1. Create a user class
2. Initialize a collection
3. Thread t0 adds 40 user objects to this collection in a loop, and then locks each object separately. At this time, the information in the header of each user object will be biased towards the current thread t0.
4. Then thread t2 locks the 30 objects in the collection again, and will find the first 19 objects. The biased lock will be revoked and lightweight locks will be used. Then the jvm performed batch redirection for the next 11 objects, so the objects of the user class were redirected to t2.
5. Then thread t3 re-locks these 40 objects, and you will find that the first 19 objects are still in the re-biased state because t2 has revoked the re-bias, and then there is a batch re-bias revocation, and from 20 The object at the beginning of the object is biased towards the t2 thread, so t3 will also perform batch undo redirection operations. Until the 40th object, there have been 39 undo operations, so all future objects of the user class will be set to non-redirection.

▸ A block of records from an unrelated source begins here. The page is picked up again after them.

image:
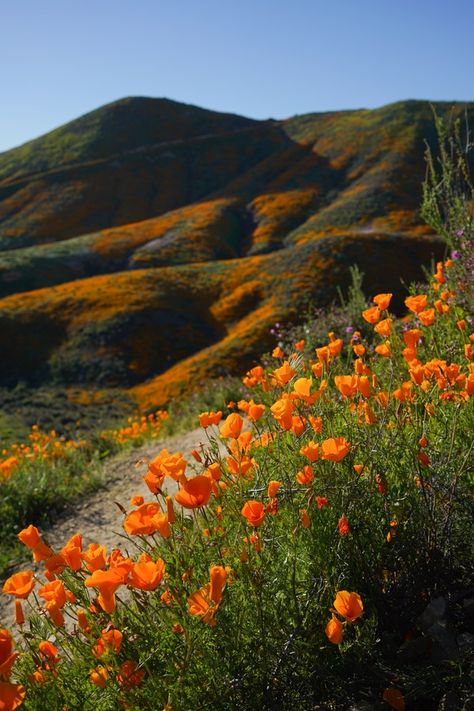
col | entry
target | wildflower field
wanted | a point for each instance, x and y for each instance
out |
(317, 553)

5. Optimization plan four: lock elimination

First we use JMH to conduct a benchmark test on the following code:

Create a maven project, import the relevant jar package, and write the following code

//How many rounds of tests are done in total?
@Fork(1)
//Adopt throughput mode
@BenchmarkMode(Mode.AverageTime)
//The number of times to perform preheating
@Warmup(iterations = 3)
//The number of formal tests
@Measurement(iterations = 5)
@OutputTimeUnit(TimeUnit.NANOSECONDS)
public class jvmtestMain {<!-- -->
    static int x=0;
    @Benchmark
    public void a()throws Exception {<!-- -->
        x + + ;
    }
    @Benchmark
    public void b() throws Exception{<!-- -->
        Object o=new Object();
        synchronized (o){<!-- -->
            x + + ;
        }
    }
}

Package and run

 java -jar benchmarks.jar

The final result found that the performance (score) of locked b and unlocked a are almost the same (it stands to reason that locking will have a great impact on program performance). This is because of the existence of JIT, which will affect our bytecode After further optimization, JIT will find that local variable o will not escape the scope of method b (escape analysis), that is, it is thread private and will not cause concurrency security issues, so JIT will cancel the lock on variable o. The optimization behavior of JIT is called lock elimination. We can use -XX: -Eliminatelocks to turn off the JVM for lock elimination optimization.